After reading Trisha’s report of her interview with Fogarty, Coleridge called a meeting of all his officers.

“Currently,” he said firmly, “I am of a mind that we are pursuing the wrong seven suspects and the wrong victim.”

This comment, like so many that Coleridge made, was met with blank stares. He could almost hear the whoosh as it swept over their heads.

“How’s that, then, boss?” said Hooper.

“Boss?”

“Inspector.”

“Thank you, sergeant.”

“How’s that, then, inspector?” Hooper persevered wearily. “How is it that we’re pursuing the wrong suspects and the wrong victim?”

“Because we are looking at these people in the way that the producers and editors of Peeping Tom Productions want us to look at them, not as they are.” Coleridge paused for a moment, his attention drawn to an officer at the back of the room who was chewing gum, a female officer. He longed to tell her to find a scrap of paper and dispose of it, but he knew that the days when an inspector could treat his constables in that manner had long gone. He would not be at all surprised if there was a court in Brussels that could be cajoled into maintaining that the freedom to chew gum was a human right. He confined his reaction to a withering stare, which caused the girl’s jaw to stop moving for all of three seconds.

“We must therefore be extremely cautious in our views, for apart from a brief interview with each of the surviving housemates after the murder, we know these people only through the deceiving eye of the television camera, that false friend, so convincing, so plausible, so real and yet, as we have already seen, so fickle and so false. We must therefore begin at the beginning with all of them and presume nothing. Nothing at all.”
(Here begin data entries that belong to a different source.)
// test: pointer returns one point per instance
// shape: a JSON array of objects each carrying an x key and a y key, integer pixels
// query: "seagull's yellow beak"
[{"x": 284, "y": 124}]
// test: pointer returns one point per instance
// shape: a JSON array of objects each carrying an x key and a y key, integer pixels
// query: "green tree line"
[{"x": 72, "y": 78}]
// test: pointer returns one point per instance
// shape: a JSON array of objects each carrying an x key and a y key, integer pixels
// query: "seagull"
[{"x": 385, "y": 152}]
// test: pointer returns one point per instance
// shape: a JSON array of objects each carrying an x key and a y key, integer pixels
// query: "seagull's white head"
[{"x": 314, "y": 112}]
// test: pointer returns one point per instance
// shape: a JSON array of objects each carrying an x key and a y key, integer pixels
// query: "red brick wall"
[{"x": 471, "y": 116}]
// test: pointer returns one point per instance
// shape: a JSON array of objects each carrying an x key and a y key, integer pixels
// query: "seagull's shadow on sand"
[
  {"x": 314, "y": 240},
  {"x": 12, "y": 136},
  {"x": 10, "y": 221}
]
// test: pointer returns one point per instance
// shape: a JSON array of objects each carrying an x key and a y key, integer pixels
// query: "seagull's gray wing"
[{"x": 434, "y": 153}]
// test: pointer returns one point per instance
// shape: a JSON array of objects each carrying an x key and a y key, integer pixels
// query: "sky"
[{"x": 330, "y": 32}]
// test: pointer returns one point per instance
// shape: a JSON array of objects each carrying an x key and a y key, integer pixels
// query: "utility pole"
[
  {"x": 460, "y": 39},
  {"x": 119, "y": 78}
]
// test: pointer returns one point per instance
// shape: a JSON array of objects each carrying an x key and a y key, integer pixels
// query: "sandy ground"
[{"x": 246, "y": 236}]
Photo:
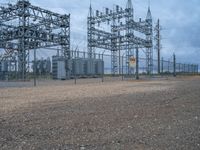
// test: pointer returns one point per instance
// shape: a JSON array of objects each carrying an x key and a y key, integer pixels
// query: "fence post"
[
  {"x": 174, "y": 65},
  {"x": 162, "y": 65},
  {"x": 102, "y": 77},
  {"x": 137, "y": 63},
  {"x": 75, "y": 71},
  {"x": 122, "y": 68}
]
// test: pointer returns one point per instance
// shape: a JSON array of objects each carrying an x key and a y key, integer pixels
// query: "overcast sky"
[{"x": 180, "y": 21}]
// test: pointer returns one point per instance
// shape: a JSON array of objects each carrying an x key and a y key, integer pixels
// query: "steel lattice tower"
[
  {"x": 121, "y": 37},
  {"x": 33, "y": 28}
]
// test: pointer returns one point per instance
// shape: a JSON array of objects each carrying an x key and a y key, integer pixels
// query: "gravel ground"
[{"x": 151, "y": 115}]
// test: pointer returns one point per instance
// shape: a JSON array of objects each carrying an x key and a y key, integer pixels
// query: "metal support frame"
[
  {"x": 33, "y": 28},
  {"x": 121, "y": 35}
]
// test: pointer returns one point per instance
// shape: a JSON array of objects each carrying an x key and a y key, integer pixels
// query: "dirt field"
[{"x": 151, "y": 115}]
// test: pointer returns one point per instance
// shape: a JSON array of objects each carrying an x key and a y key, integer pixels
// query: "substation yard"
[{"x": 154, "y": 114}]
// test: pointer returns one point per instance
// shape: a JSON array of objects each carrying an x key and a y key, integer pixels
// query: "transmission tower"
[
  {"x": 121, "y": 36},
  {"x": 158, "y": 42}
]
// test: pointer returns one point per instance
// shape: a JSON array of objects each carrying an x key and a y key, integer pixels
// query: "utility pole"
[{"x": 158, "y": 42}]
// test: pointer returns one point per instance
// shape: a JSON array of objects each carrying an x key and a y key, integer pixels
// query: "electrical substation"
[{"x": 25, "y": 28}]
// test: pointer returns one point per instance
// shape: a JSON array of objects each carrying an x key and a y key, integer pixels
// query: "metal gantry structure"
[
  {"x": 24, "y": 27},
  {"x": 120, "y": 35}
]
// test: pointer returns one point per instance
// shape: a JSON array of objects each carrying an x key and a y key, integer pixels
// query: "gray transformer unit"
[{"x": 78, "y": 67}]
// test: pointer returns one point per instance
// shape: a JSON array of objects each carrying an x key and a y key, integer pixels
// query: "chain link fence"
[{"x": 83, "y": 69}]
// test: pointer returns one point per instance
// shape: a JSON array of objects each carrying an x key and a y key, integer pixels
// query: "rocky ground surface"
[{"x": 151, "y": 115}]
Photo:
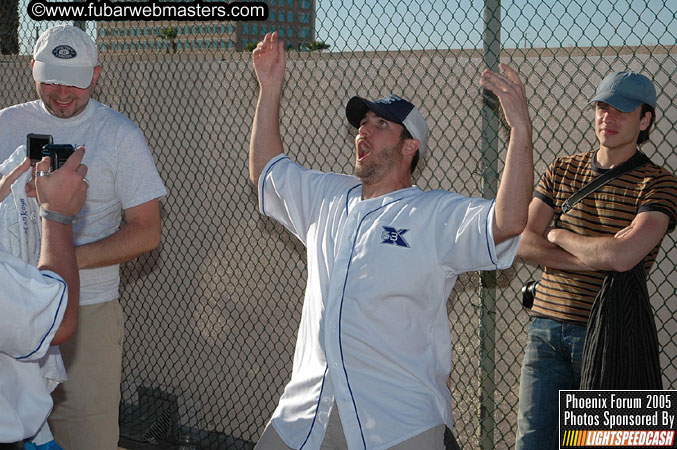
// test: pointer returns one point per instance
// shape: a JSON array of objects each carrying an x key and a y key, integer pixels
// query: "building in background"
[{"x": 294, "y": 20}]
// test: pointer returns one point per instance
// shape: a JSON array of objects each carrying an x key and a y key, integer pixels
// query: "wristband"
[{"x": 56, "y": 217}]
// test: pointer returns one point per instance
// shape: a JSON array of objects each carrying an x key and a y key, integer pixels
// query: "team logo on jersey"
[{"x": 393, "y": 236}]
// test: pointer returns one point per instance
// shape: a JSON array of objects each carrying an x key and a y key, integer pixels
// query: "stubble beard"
[{"x": 375, "y": 171}]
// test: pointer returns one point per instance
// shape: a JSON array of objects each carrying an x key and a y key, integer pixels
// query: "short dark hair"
[
  {"x": 644, "y": 134},
  {"x": 414, "y": 162}
]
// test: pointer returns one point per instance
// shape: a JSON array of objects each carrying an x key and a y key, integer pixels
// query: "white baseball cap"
[{"x": 65, "y": 55}]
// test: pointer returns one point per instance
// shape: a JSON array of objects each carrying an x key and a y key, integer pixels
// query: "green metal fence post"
[{"x": 492, "y": 48}]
And so the grim task of reviewing the House Arrest tape archive continued.

“It’s day three under House Arrest and Layla has gone to the refrigerator to get some cheese.” This was the voice of Andy, House Arrest’s narrator. “Layla’s vegan cheese is an important part of her diet, being her principal source of protein.”

“You see how television pulls the wool over our eyes!” Coleridge exclaimed in exasperation. “If we weren’t concentrating, we might actually have formed the impression that something of interest had occurred! This man’s talent for imbuing the most gut-wrenchingly boring observations with an air of significance normally reserved for matters of life and death is awe-inspiring.”

“I think it’s the Scottish accent,” said Hooper. “It sounds more sincere.”

“The man could have covered the Cuban Missile Crisis without altering his manner at all… It’s midnight in the Oval Office and President Kennedy has yet to hear from Secretary Khrushchev.”

“Who was Khrushchev?” Hooper asked.

“Oh, for God’s sake! He was General Secretary of the Soviet Union!”

“Never heard of it, sir. Is it affiliated to the TUC?”

Coleridge hoped that Hooper was joking but decided not to ask. Instead he pressed play again.

“Layla has just discovered that some of her cheese has gone missing,” said Andy.

“He says it as if she’s just discovered penicillin,” Coleridge moaned.